For a generic database abstraction framework, this can be quite a challenge to hide from the client code, the way jOOQ aims to do it. So here’s an overview over this casting madness, and how which RDBMS can be categorised:

Friendly RDBMS

These RDBMS are my friends. They are powerful, provide lots of functionality, and infer all sorts of data-types, so I don’t have to cast any bind variables. Give a hand to these guys:

  • MySQL (*)
  • Postgres
  • Oracle
  • SQL Server
  • SQLite (**)

(*) MySQL is a bit special. For some obscure reason, the type used in the CAST() function differs from the type defined in the table’s DDL statement. See some documentation on this.
(**) SQLite is very special. Well, they just don’t care. You wanna put a VARCHAR into a NUMERIC column? No problem. A BOOLEAN into a DATE column? Even better!

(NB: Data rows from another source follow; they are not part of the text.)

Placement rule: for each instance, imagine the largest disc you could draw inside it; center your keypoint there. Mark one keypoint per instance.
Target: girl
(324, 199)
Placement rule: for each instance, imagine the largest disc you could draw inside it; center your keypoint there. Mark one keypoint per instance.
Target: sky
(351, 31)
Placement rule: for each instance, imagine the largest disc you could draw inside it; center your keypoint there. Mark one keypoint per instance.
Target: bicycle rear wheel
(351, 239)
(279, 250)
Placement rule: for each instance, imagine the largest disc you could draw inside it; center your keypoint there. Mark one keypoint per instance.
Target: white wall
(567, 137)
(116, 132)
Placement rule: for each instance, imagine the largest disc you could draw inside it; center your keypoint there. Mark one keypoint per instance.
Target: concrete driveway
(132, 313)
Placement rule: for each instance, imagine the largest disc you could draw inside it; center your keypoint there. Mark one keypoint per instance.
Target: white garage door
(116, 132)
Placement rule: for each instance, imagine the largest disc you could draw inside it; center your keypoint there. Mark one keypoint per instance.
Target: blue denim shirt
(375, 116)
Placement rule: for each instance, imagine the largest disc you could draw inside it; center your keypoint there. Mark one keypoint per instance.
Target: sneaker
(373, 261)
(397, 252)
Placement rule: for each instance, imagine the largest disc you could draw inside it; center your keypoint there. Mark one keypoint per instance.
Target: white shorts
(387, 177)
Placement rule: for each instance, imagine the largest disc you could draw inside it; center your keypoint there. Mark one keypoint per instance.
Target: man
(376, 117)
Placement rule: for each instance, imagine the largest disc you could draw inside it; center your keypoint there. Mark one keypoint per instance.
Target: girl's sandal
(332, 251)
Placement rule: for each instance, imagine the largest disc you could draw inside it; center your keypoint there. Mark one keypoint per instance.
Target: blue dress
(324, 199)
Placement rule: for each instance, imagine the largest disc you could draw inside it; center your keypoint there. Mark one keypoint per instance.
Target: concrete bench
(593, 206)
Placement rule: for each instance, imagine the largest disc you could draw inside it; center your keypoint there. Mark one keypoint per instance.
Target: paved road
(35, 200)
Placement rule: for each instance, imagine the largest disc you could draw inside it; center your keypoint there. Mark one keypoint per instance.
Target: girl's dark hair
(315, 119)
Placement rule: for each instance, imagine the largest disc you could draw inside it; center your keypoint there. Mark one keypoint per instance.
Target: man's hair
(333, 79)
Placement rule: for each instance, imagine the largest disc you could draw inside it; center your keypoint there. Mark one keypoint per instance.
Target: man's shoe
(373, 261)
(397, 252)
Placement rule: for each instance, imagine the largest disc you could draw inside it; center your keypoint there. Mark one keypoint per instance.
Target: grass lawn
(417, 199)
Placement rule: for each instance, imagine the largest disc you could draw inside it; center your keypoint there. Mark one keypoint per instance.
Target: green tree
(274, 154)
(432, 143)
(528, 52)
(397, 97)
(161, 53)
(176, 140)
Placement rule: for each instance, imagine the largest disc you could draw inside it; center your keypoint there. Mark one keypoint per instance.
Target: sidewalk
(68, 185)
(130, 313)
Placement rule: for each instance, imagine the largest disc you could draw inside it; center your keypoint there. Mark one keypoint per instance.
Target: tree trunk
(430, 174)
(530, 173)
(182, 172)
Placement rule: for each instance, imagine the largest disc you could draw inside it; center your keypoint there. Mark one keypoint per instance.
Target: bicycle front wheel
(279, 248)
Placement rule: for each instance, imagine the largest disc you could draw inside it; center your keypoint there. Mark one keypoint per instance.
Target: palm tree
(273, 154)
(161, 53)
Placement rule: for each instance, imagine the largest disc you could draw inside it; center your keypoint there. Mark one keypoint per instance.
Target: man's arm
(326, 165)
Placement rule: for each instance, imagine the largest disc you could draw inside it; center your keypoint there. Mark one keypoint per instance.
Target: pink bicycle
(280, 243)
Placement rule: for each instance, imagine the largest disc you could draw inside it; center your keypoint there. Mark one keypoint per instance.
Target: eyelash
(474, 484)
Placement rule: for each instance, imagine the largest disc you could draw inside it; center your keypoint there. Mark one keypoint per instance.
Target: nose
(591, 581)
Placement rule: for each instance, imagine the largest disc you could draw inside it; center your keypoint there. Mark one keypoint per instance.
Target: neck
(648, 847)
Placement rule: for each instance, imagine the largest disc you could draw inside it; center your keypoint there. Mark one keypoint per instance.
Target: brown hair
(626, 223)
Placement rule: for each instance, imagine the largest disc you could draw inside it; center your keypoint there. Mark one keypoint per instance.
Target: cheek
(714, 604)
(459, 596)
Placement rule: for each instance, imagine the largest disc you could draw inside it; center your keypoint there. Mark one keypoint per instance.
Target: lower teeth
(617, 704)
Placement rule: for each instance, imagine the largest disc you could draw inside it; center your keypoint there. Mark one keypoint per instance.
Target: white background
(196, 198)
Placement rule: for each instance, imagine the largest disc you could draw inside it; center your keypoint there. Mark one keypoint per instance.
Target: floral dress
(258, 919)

They call that “type affinity“.

Friendly RDBMS, with the odd JDBC bug

Very unfortunately, these JDBC drivers seem to suffer from 1-2 bugs concerning uncast variable binding in rather complex SQL (e.g. nested SELECTs in JOIN clauses). So to be on the safe side, casting is better.

  • Ingres
  • Sybase SQL Anywhere

The difficult ones

They do a lot of inferring. But also a lot of intentional omitting inferring. You can never be sure whether you can omit the cast for your next query or not with these guys:

  • H2
  • HSQLDB

I have recently reported several bugs to H2 and HSQLDB regarding casting. Some 50% of them were rejected, as “works-as-designed”. So I guess, they will remain “difficult” for the next couple of years. Also interesting: H2 is developed by a former developer of HSQLDB (read about the H2 history). They are very much alike, still, even after heavy re-designs. But the places where casting is needed are entirely different. Let’s turn a blind eye on their claim of “intentionally” omitting type inference ;-)

The lost ones

These RDBMS hardly infer any type. In fact, a bind variable without an associated type is utterly meaningless in many situations. Up until DB2 v9.7, even the literal null had no meaning without an associated type. That’s very hard to handle in a database abstraction layer, as null really isn’t a value from the Java perspective. So the strict ones are:

  • Derby
  • DB2

In many cases, even when using jOOQ, you’ll have to use the jOOQ cast API extensively to get your types right… If you dare. Because with Derby, you cannot execute simple casts, such as from INTEGER to VARCHAR without casting to CHAR first. See the conversion table from hell.